An overview of PertEval.

What is PertEval?

PertEval is a toolkit devised for in-depth probing of large language models' (LLMs') knowledge capacity through knowledge-invariant perturbations. It can be applied to any close-ended benchmark consisting of multiple-choice questions, such as MMLU and AGIEval.

Evaluation Results of PertEval

Knowledge Invariance Validation

  • Knowledge invariance scores$\uparrow$ (1-5) rated by human (4 independent scores presented in ascending order).
Perturbation C-Math W-History P-Psychology P-Medicine
PromptAttack$\uparrow$ 2.3/2.4/3.0/3.9 2.2/2.2/2.3/2.8 1.3/2.4/2.8/2.8 1.6/2.5/3.5/3.6
PertEval-All (ours)$\uparrow$ 3.6/3.8/3.9/3.9 3.7/4.1/4.1/4.3 4.3/4.4/4.5/4.7 4.2/4.3/4.4/4.6
  • Knowledge invariance scores$\uparrow$ (1-5) rated by LLMs. Values (a/b/c) in each cell denotes the average knowledge invariance score rated by GPT-4-Turbo, Claude-3.5-Sonnet, and LlaMA-3.1-405b, respectively.
Perturbation C-Math W-History P-Psychology P-Medicine
PromptAttack$\uparrow$ 3.2/3.6/3.6 3.2/3.3/3.7 3.9/3.9/3.7 4.1/4.3/4.2
PertEval-All (ours)$\uparrow$ 3.8/3.9/4.0 4.0/4.2/4.0 4.0/4.4/4.0 4.1/4.4/4.0

LLMs' Knowledge Capacity Evaluation

  • ACC@Consist measures the real knowledge capacity of LLMs in PertEval.
  • The knowledge capacity measured by ACC@Consist:
LLM C-Math W-History P-Psychology P-Medicine
gpt-4-turbo 0.4700 0.5570 0.5098 0.6838
gpt-3.5-turbo 0.0600 0.2447 0.1944 0.2537
glm-3-turbo 0.0500 0.3249 0.1977 0.1250
gemini-1.0-pro 0.0900 0.2911 0.2500 0.2757
llama-3-8b 0.0300 0.2236 0.1732 0.2463
mistral-7b-v0.2 0.0100 0.1730 0.0915 0.0662

Real knowledge capacity of LLMs in PertEval.

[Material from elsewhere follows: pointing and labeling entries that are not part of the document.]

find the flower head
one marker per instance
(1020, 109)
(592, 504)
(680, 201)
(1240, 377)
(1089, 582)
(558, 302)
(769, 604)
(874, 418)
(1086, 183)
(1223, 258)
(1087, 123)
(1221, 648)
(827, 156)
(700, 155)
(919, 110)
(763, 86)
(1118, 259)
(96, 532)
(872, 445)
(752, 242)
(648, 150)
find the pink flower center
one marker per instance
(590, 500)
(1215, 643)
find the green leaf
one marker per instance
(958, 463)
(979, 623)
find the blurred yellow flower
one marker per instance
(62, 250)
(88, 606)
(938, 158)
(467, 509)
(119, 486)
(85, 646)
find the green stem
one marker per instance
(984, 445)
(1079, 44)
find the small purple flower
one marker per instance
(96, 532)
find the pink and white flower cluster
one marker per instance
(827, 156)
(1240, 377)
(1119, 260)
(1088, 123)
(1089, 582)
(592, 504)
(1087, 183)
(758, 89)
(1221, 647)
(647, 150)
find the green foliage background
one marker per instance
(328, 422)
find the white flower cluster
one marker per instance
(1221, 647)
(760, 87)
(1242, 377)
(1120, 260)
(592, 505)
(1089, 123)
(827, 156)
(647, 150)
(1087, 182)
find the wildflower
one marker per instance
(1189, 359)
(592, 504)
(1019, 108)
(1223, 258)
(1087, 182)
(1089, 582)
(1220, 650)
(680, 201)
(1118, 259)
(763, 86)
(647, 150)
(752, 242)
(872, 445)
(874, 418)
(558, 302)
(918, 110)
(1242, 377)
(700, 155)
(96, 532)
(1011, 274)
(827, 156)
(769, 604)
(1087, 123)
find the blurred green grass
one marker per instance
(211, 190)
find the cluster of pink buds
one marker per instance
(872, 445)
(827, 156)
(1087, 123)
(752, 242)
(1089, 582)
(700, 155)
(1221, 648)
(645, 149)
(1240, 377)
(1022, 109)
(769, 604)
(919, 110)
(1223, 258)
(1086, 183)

  • Response patterns reveal the cause of the performance decrement of LLMs.
    • Left: response patterns of GPT-4 in original data.
    • Right: response patterns of GPT-4 in perturbed data.
    • Cause of performance decrement: (1) increasing extra multiple choice ($\Delta = 9.7%$); (2) increasing wrong single choice ($\Delta = 6.8%$)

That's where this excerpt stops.